Former England captain Nasser Hussain said that England's batting collapses have been happening for a very long time. Hussain's comments come after England were consigned to a nine-wicket defeat in the first Ashes Test at The Gabba.
The tourists began the day on 220/2 as Dawid Malan and Joe Root tried to continue their fightback. But Malan's dismissal by Nathan Lyon triggered a collapse which led to England ending at 297 all out, with Australia needing just 20 runs to secure a comfortable win.
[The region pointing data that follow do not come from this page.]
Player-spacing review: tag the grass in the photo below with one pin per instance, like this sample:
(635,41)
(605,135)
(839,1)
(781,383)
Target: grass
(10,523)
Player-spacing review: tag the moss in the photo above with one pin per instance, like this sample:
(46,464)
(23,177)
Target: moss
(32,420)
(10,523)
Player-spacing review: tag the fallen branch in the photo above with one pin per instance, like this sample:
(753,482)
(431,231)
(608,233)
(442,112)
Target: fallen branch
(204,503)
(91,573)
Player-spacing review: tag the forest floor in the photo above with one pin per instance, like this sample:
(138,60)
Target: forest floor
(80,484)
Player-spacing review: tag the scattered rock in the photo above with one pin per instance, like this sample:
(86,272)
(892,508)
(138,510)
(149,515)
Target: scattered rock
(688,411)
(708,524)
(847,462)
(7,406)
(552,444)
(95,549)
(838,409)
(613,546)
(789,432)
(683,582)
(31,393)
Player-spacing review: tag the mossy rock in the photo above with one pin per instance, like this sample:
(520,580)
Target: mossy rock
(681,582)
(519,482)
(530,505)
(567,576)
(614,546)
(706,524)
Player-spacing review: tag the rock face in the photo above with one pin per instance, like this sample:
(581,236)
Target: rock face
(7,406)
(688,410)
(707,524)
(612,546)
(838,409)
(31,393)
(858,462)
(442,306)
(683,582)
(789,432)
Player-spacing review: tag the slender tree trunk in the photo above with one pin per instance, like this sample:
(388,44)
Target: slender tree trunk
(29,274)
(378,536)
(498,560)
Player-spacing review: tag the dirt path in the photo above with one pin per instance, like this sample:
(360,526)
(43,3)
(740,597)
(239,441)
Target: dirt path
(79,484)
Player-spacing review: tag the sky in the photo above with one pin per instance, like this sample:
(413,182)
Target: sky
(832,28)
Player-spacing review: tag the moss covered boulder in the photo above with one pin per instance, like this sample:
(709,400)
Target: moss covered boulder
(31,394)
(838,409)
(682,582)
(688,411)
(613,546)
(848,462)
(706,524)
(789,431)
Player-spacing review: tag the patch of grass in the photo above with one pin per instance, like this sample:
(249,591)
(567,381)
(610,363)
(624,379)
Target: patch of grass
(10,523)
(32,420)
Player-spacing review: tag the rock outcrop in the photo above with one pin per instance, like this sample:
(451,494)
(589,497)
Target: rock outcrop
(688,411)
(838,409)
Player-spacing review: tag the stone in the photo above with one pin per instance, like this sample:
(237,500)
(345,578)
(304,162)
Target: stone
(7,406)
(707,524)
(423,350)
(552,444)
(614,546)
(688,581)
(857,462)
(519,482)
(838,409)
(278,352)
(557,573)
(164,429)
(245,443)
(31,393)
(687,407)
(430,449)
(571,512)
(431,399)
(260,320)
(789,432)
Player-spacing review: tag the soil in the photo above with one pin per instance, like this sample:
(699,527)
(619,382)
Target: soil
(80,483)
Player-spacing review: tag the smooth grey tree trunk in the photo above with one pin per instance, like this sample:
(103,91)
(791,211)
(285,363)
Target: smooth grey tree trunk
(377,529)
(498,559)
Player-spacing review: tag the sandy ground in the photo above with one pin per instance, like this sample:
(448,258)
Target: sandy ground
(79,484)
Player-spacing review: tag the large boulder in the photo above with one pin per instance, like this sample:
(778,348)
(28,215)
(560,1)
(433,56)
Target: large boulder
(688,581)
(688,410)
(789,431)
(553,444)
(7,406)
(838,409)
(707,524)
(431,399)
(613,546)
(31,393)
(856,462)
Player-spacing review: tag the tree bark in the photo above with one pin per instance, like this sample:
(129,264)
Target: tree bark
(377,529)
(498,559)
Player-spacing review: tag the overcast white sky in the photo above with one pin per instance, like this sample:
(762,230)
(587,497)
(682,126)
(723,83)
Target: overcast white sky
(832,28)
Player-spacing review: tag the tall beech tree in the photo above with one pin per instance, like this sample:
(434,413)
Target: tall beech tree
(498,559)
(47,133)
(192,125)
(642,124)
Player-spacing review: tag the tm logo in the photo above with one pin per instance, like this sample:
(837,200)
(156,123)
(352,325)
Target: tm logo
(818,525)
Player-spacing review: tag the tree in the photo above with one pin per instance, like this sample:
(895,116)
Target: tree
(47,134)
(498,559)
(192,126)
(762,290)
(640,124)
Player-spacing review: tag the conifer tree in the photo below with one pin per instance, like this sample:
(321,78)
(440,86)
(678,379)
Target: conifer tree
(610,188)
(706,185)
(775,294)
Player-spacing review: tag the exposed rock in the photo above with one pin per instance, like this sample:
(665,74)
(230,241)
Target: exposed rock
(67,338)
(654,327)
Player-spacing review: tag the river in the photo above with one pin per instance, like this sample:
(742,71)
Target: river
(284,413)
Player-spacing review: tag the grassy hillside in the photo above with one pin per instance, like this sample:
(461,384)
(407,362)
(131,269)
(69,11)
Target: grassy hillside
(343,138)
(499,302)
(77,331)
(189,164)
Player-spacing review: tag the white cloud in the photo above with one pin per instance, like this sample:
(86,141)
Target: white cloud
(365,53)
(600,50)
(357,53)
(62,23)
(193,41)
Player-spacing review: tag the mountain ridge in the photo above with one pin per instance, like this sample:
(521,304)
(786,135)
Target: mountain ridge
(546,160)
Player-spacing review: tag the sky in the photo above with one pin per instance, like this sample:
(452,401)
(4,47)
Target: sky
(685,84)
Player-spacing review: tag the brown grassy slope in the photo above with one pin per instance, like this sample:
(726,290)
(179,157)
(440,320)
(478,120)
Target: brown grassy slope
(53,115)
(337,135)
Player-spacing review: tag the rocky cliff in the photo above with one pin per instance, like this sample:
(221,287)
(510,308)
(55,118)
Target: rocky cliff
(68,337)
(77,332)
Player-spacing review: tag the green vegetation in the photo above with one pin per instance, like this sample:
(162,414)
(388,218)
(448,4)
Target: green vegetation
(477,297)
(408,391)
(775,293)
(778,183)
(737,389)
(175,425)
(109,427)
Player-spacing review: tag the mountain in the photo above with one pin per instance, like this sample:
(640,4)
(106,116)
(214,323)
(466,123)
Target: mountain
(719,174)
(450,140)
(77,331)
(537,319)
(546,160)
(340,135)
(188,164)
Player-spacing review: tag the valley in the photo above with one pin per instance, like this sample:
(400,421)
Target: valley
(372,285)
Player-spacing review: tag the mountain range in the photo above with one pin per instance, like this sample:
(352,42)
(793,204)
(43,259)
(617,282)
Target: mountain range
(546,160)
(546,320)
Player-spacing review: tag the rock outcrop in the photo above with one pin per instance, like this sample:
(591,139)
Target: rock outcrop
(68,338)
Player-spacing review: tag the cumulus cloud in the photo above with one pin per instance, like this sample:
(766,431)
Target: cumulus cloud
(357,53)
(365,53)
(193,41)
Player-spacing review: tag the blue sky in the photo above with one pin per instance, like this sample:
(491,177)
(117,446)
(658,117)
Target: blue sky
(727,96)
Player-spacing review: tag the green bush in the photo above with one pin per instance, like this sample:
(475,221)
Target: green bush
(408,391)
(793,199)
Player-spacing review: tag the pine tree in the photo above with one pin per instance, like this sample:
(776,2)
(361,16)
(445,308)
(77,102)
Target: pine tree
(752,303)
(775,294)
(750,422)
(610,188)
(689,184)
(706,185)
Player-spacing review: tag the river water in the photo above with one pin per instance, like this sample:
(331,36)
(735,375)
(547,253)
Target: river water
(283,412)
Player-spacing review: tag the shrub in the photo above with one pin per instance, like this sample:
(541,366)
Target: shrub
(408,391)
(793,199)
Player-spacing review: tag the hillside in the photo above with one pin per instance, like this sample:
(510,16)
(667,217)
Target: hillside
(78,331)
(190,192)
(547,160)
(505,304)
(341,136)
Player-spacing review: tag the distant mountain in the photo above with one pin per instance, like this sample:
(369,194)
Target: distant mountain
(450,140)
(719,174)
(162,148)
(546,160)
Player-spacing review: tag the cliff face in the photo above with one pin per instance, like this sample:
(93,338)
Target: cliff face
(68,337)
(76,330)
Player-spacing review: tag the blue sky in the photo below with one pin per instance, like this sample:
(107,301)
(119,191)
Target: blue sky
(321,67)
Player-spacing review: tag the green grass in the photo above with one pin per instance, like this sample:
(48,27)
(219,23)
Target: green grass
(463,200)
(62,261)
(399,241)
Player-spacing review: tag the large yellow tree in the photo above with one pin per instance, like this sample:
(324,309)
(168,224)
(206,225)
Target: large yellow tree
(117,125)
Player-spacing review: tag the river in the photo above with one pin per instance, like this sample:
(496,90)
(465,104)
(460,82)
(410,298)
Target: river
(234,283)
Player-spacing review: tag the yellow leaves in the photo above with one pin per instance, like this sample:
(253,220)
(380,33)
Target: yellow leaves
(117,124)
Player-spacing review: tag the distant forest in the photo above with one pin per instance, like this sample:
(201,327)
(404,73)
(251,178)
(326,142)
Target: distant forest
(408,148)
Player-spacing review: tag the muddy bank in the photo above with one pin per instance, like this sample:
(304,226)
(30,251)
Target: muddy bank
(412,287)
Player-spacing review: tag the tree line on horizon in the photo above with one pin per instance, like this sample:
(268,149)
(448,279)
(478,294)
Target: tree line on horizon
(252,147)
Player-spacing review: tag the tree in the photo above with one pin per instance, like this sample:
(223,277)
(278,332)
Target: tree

"England fans, however much our bowling carries us over the years, will know over the last two or three years that the batting has disappointed and these collapses have happened. It does seem to me that England's batting line-up struggles to start the next day. It (Australia's) is a wonderful bowling attack, make no mistake. They have five genuine bowlers. It is not easy against this attack," said Hussain on Sky Sports.
"This game was not lost today; this game was lost with the dropped catches and the fielding and most importantly 147 all out on day one. England have had batting collapses for a long, long time now. (Joe) Root has been their star player for a number of years now. I think this year he is the only one to average over 40. I think Root and Malan are the only ones averaging over 30, I think Root and (Rory) Burns are the only ones with Test hundreds. That is not good enough, that is not going to win you that many Test matches," added Hussain, who played 96 Tests for England.
Hussain expressed confidence in all-rounder Ben Stokes, who made a comeback to competitive cricket after taking a break in July, to come good in the upcoming matches of the Ashes.
"Stokes always takes time when he has had a long spell out of the side -- and he has. He is someone who needs rhythm to batting."
With England 1-0 down in the five-match series, they don't have much time to ponder over what went wrong as the second Test in Adelaide starts from December 16. The 53-year-old thinks England can bounce back in the pink-ball Test, but admitted that they will have selection conundrums in mind.
"I think the key is not to look back too much. Focus in on the next one, work out what you are doing with that bowling attack and the seam attack in particular. Because it is not easy, people will say bring (Stuart) Broad and (James) Anderson in. But the bowlers that have been bowling have now got overs in their legs. So they are the best ones physically to go and play the next one.
"Broad and Anderson haven't bowled in anger in a match for months now and their ageing bodies, can you get them both in? I'd go with Anderson for the swing. And then what do they do with (Jack) Leach? All this talk about pink ball in Adelaide. Yes under lights it can swing but the rest of the day it can be pretty flat and it can spin. So you might need your spinner."
Hussain concluded by saying that England need to adopt optimistic mindset for the Adelaide Test.